Podczas selekcji instruktorzy sprawdzają, czy przyszli komandosi potrafią współpracować, jaką mają motywację i czy są odpowiedzialni za swoich kolegów. – Sprawność fizyczna jest ważna, ale nie najważniejsza. Większe szanse na selekcji ma kandydat, którego cechy fizyczne i psychiczne są na średnim poziomie, niż ten, który jest mistrzem w pływaniu, a kiepsko działa w zespole i nie orientuje się w terenie – przyznaje rzecznik Formozy.
Komandosi z Lublińca
– Dla nas selekcja to proces ciągły, który trwa przez cały rok. To analiza dokumentów, następnie egzamin ze sprawności fizycznej, badania psychologiczne i wreszcie gra terenowa, którą wszyscy dziś potocznie nazywają selekcją – opowiada jeden z komandosów z Lublińca. – Ten ostatni element, czyli sprawdzian w terenie, prowadzimy tak jak inne jednostki dwa razy w roku, zwykle w Karkonoszach. Trwa około 6 dni – dodaje.
Jednorazowo w góry jednostka zaprasza nie więcej niż 60 osób: kobiet i mężczyzn (na egzaminie z WF-u oceniani są według osobnych norm sprawności, w górach wszyscy jednakowo). Zwykle selekcję zalicza jedynie 30 procent kandydatów. Zainteresowani odpadają, tak jak w innych jednostkach, na etapie weryfikacji dokumentów oraz bardzo często u psychologa. – Prowadzona przez nas kampania informująca o wymaganiach wobec kandydatów sprawiła, że więcej kandydatów z sukcesem skończyło pierwsze etapy selekcji. Niedługo zobaczymy, jak kandydatom pójdzie w górach, ale myślę, że wyniki będą lepsze niż w poprzednich edycjach – opisuje płk Wiesław Kukuła, dowódca JWK.
Jakie zadania w górach czekają na przyszłych komandosów? Podczas gry terenowej kandydaci będą bacznie obserwowani przez instruktorów i psychologa. Będą musieli z pełnym wyposażeniem przejść przeszło 150 kilometrów po górskich szlakach. Większą część trasy pokonają marszobiegiem. – To test nie tylko dla ciała, ale także dla psychiki kandydatów. Poddajemy ich wzmożonemu wysiłkowi fizycznemu, ograniczamy przy tym sen i pożywienie – opisuje jeden z lublinieckich instruktorów. – Oceniamy ich pracę w grupach i indywidualnie.
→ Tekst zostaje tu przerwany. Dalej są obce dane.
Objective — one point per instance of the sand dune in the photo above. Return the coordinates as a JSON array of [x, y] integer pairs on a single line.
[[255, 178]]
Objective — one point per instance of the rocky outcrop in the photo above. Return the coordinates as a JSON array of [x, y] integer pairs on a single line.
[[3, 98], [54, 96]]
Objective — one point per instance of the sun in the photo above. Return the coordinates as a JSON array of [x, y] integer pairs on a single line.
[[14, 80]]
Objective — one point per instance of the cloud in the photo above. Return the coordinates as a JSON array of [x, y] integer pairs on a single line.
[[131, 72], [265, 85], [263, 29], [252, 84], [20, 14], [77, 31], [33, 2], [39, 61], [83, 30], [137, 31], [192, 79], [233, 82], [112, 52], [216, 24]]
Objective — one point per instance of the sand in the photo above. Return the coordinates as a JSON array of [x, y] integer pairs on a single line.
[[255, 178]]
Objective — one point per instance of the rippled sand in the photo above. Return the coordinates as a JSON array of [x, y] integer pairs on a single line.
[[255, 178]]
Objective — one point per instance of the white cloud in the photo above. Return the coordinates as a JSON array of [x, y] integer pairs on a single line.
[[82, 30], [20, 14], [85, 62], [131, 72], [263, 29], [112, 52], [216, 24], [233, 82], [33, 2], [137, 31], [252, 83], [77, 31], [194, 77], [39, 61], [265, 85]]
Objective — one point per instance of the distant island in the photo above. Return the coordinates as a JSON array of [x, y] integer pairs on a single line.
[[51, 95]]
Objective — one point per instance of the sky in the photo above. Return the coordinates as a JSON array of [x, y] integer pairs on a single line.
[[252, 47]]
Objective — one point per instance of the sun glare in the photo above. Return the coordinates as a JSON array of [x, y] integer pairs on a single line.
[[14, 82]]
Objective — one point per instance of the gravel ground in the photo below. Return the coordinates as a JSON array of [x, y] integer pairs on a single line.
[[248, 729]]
Jednym z zadań selekcji jest właśnie odrzucenie z grupy kandydatów, którzy myślą wyłącznie o sobie.
Kandydaci, którzy chcą dostać miejsce w zespole bojowym, muszą pozytywnie zaliczyć cały program selekcji, łącznie ze sprawdzianem w górach. Żołnierze, którzy służyć będą na stanowiskach zabezpieczających i sztabowych, nie wyjeżdżają w Karkonosze.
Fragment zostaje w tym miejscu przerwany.